What Is Cost sharing reduction?
A cost sharing reduction (CSR) is a type of financial assistance available to eligible individuals and families who purchase health insurance plans through the Affordable Care Act (ACA) Marketplace. These reductions decrease the amount individuals must pay out of pocket for healthcare services, falling under the broader category of Healthcare Finance and Public Policy. Cost sharing reductions specifically lower costs like deductible, copayment, and coinsurance for those who qualify11. This mechanism aims to make healthcare more accessible by reducing the financial burden at the point of care.
History and Origin
Cost sharing reductions were established as part of the Affordable Care Act (ACA), enacted in 2010. The ACA aimed to expand health insurance coverage and make it more affordable.
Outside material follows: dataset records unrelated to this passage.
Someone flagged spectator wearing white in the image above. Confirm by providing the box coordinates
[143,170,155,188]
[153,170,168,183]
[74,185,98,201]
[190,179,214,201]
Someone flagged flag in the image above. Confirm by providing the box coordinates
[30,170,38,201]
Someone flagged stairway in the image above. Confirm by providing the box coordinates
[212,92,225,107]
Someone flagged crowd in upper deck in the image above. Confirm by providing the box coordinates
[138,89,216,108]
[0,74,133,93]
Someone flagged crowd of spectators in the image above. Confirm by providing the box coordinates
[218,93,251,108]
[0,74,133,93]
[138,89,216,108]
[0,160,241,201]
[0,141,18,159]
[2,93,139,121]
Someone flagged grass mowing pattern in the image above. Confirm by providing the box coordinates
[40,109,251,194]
To address the issue of high out-of-pocket costs, which can deter individuals from seeking necessary medical care, the law mandated that insurers offer plans with reduced patient cost-sharing for marketplace enrollees within certain income thresholds10. The federal government was intended to reimburse insurers for these reductions. However, a legal dispute arose regarding the appropriations for these payments, leading to a significant period of uncertainty and litigation. In October 2017, the Trump administration ceased making direct payments to insurers for CSRs, citing a lack of a specific congressional appropriation9. This decision had a ripple effect, prompting many insurers to adjust premiums, particularly for "silver" level plans, to offset the loss of these payments. Despite the cessation of direct federal payments, insurers are still legally required to provide cost sharing reductions to eligible enrollees, and several court rulings have since affirmed that the federal government owes insurers for these unpaid reductions8.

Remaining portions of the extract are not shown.